PRIMERO.- La citada Procuradora, actuando en nombre y representación de la parte actora, interpuso recurso contencioso administrativo contra la resolución dictada el 3 de octubre de 2002 por la Alcaldía del Ayuntamiento de Barcelona, desestimatoria del recurso de alzada formulado el 23 de julio de 2002 contra la resolución dictada por el Regidor del Distrito de Sant Martí el 26 de junio de 2002, que denegó su reclamación de responsabilidad patrimonial presentada el 31 de mayo de 2001 ante el Ayuntamiento de Barcelona, en la cual interesaba se le abonare una indemnización por los daños y perjuicios personales y materiales sufridos a causa de una caída en la Calle Lope de Vega de Barcelona, derivándolos del funcionamiento de los servicios públicos.

SEGUNDO.- Acordada la incoación de los presentes autos, se les dio el cauce procesal previsto por la Ley de esta Jurisdicción, habiendo despachado las partes, llegado su momento y por su orden, los trámites conferidos de demanda y contestación; en cuyos escritos respectivos en virtud de los hechos y fundamentos de derecho que constan en ellos, suplicaron respectivamente la anulación del acto objeto del recurso y la desestimación de éste, en los términos que aparecen en los mismos.

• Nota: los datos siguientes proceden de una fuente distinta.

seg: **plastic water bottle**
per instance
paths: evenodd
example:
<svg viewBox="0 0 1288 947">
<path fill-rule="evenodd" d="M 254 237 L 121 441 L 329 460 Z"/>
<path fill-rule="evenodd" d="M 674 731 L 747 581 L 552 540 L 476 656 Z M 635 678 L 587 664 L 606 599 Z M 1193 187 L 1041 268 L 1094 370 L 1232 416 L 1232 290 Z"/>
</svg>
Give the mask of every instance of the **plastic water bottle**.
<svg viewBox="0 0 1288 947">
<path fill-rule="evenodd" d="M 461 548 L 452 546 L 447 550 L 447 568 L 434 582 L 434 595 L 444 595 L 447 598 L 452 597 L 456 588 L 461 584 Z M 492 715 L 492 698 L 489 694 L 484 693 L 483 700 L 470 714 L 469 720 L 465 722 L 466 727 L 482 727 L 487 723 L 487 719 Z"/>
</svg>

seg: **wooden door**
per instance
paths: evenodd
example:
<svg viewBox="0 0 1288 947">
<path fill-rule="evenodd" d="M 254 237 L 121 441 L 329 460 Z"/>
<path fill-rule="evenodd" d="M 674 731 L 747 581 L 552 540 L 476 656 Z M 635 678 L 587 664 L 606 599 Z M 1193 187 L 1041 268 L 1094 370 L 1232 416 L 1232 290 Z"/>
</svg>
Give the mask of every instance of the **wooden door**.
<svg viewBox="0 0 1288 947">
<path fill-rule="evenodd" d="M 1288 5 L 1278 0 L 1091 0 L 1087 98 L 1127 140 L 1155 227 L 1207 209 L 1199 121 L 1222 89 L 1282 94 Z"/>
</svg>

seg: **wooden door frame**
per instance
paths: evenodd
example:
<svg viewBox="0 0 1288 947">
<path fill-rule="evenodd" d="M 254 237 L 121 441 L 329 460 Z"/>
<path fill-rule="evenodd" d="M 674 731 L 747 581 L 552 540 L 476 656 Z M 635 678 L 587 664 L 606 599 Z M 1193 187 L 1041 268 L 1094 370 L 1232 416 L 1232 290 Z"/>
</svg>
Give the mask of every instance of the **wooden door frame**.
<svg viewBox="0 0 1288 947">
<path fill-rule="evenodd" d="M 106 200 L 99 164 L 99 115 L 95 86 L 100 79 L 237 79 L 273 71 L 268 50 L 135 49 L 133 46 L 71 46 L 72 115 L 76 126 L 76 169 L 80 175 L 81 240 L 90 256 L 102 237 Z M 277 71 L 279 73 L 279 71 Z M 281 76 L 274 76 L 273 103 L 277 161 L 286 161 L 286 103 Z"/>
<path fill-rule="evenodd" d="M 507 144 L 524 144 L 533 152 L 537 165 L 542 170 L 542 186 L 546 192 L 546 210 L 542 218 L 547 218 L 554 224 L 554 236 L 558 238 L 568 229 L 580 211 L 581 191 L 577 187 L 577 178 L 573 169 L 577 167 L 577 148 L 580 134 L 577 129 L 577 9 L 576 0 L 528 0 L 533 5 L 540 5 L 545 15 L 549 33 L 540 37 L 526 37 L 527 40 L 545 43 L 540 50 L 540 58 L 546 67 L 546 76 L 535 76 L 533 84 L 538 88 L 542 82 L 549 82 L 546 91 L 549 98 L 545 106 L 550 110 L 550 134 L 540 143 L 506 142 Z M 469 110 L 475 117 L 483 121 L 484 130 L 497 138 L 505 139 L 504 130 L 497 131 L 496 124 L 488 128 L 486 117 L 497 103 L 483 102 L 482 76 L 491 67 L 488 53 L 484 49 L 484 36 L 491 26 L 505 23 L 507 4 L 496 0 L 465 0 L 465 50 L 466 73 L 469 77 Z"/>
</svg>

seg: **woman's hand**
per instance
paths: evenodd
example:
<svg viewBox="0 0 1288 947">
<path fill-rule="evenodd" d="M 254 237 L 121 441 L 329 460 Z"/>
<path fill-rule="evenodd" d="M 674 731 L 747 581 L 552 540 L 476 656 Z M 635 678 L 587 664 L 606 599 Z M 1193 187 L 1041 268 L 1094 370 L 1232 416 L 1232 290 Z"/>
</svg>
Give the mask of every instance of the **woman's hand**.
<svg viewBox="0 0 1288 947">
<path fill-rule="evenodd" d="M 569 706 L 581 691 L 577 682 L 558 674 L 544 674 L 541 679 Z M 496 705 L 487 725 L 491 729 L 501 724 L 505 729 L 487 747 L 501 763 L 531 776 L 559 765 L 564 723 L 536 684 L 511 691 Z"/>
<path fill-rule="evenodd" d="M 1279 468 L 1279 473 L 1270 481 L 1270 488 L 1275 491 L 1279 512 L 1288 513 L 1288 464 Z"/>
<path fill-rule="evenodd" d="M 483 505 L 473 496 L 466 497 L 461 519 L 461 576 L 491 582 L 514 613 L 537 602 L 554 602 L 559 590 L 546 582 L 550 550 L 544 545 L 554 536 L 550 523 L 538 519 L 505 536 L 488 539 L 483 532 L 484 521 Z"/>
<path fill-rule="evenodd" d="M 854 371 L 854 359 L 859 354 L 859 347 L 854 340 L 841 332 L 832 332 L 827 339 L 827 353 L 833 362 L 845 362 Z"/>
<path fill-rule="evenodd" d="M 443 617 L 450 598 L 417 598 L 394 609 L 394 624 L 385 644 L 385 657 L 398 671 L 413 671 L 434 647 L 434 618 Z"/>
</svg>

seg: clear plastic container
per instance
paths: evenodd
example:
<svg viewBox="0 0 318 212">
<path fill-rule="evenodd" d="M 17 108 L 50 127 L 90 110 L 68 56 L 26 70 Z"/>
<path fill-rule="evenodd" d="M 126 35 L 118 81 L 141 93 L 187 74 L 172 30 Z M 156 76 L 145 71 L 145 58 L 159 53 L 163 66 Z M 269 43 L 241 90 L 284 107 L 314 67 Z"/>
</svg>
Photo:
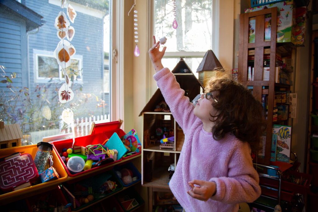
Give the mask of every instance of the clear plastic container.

TERCERO.- Por Auto de 8 de febrero de 2005 se acordó el recibimiento del pleito a prueba, y tras los oportunos trámites que prescribe la Ley Jurisdiccional en sus respectivos artículos, en concordancia con los de la LEC, se señaló a efectos de votación y fallo la audiencia del día veinte de abril del año en curso.

CUARTO.- En la sustanciación del presente procedimiento se han observado y cumplido las prescripciones legales.

Fundamentos

PRIMERO.- Como ya se ha anticipado en los antecedentes de hecho, constituye el objeto de este proceso la impugnación realizada por la parte actora contra la resolución dictada el 3 de octubre de 2002 por la Alcaldía del Ayuntamiento de Barcelona, desestimatoria del recurso de alzada formulado el 23 de julio de 2002 contra la resolución dictada por el Regidor del Distrito de Sant Martí el 26 de junio de 2002, que denegó su reclamación de responsabilidad patrimonial presentada el 31 de mayo de 2001 ante el Ayuntamiento de Barcelona, en la cual interesaba se le abonare una indemnización de 72.158'82 euros por los daños y perjuicios personales y materiales sufridos a causa de una caída en la Calle Lope de Vega de Barcelona, derivándolos del funcionamiento de los servicios públicos.

La parte demandante suplica en su demanda que se declare la responsabilidad patrimonial del Ayuntamiento de Barcelona, condenando al Consistorio y a la aseguradora "Winterthur" a indemnizar a la actora por las lesiones, daños y secuelas padecidas, valorándolas en 77.136'36 euros (8.528'64 euros por 191 días de baja; 23.607'72 euros por 26 puntos de secuelas y 45.000 euros por incapacidad permanente total), más el interés legal. Como sustento de su postura, alega que el 22 de junio de 2000, Juana sufrió una grave caída debido a los desperfectos existentes en la acera de la calle Lope de Vega, a la altura del nº 52, al existir baldosas levantadas a causa de las raíces de un árbol, sin que la Administración estableciere señalización alguna. A causa del accidente, sufrió una fractura de Colles en la mano derecha, para cuya curación precisó 191 días impeditivos, habiéndole quedado como secuela la limitación de la movilidad (en grados) del antebrazo y muñeca derecha, la cual le impide totalmente desarrollar su oficio de planchadora.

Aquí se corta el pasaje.